At some point after you’ve filed a lawsuit in a personal injury case in Virginia, you will probably be asked by the defendant’s lawyer to submit to a deposition. Short of trial itself, this is probably the most intimidating aspect of the litigation process for an auto accident victim. A deposition is the opportunity of the other side to sit down with you, your lawyer and a court reporter and ask you questions. Unlike your Interrogatory Answers, the attorney gets to ask follow-up questions to explore your case.
Depositions do not have to be scary. The attorneys at the Law Offices of David L. Marks will prepare you to give a deposition by guiding you through the process and then taking the role of the defense attorney and giving you the opportunity to understand what you’re in for.
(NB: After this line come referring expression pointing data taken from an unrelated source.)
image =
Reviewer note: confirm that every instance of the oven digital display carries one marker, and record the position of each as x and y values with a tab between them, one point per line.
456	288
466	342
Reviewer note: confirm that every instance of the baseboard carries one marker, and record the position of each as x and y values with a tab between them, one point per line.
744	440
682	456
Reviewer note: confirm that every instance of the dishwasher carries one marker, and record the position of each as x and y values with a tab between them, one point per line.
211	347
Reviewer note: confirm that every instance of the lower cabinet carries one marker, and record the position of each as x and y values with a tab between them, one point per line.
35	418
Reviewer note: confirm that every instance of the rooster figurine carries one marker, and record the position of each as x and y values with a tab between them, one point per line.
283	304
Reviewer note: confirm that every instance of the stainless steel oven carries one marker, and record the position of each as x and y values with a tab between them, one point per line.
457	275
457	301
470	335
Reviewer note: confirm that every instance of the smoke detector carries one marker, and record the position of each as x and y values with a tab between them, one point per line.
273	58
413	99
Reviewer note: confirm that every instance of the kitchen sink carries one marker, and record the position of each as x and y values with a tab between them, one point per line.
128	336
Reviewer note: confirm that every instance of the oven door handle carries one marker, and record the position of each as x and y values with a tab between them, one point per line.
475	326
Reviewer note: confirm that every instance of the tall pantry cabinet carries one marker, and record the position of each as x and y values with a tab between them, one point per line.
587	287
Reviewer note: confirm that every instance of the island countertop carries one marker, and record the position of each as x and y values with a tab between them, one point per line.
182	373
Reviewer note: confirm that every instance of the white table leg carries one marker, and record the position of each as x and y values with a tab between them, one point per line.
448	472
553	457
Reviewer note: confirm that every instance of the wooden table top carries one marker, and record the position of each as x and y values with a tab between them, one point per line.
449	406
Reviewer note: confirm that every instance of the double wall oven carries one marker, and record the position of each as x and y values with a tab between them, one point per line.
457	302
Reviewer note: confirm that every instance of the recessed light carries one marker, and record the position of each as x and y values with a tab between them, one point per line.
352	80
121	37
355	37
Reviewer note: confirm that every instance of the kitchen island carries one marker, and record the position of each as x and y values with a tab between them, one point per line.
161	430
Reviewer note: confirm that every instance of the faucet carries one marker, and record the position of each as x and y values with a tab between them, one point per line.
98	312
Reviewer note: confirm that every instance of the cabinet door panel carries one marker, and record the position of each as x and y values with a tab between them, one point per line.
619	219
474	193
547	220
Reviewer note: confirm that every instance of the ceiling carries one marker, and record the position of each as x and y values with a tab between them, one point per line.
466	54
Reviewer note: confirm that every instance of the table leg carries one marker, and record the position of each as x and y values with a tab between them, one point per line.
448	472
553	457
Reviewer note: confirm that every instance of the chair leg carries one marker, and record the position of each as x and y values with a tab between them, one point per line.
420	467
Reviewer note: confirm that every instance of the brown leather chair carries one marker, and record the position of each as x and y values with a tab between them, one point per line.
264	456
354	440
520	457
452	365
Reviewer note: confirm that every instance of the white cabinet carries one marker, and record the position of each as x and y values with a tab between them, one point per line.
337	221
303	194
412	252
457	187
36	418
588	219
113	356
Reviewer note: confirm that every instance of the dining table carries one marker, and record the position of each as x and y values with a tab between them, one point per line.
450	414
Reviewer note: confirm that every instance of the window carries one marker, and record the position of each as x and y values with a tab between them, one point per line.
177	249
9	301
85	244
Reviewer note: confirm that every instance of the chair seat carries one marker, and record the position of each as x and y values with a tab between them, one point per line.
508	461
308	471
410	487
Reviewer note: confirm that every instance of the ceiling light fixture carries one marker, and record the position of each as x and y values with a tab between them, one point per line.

We’ve attended hundreds of depositions with just about every defense attorney in northern Virginia and so we know what to expect from them and can share that knowledge with you.
Again, the most important thing is to be totally honest. Remember that the defense attorney is thoroughly familiar with your case. In addition to the Interrogatory Answers that we sent over, they’ve probably subpoenaed your medical records, spoken with the police officer and also tapped into the large insurance company database to see if there are any auto accidents that you didn’t tell them about.
We also have the opportunity to take the deposition of the defendant. This often occurs on the same day as your deposition and is our chance to find out what the defendant is going to say at trial:
- Is he going to claim that his brakes failed?
- Had he been drinking before the crash?
- Did this crash occur after he’d been on the road for 16 hours?
- Does he have any witnesses that we don’t know about yet?
Though the deposition process can be intimidating, it really is one of the few chances that you have to express to the defense attorney, in your own words, how this case has affected your life. Giving a good deposition lets the defense attorney know how you would present at trial to a jury and encourages them to make a report back to the insurance adjuster that the offer to settle your case ought to be increased because of how well you did.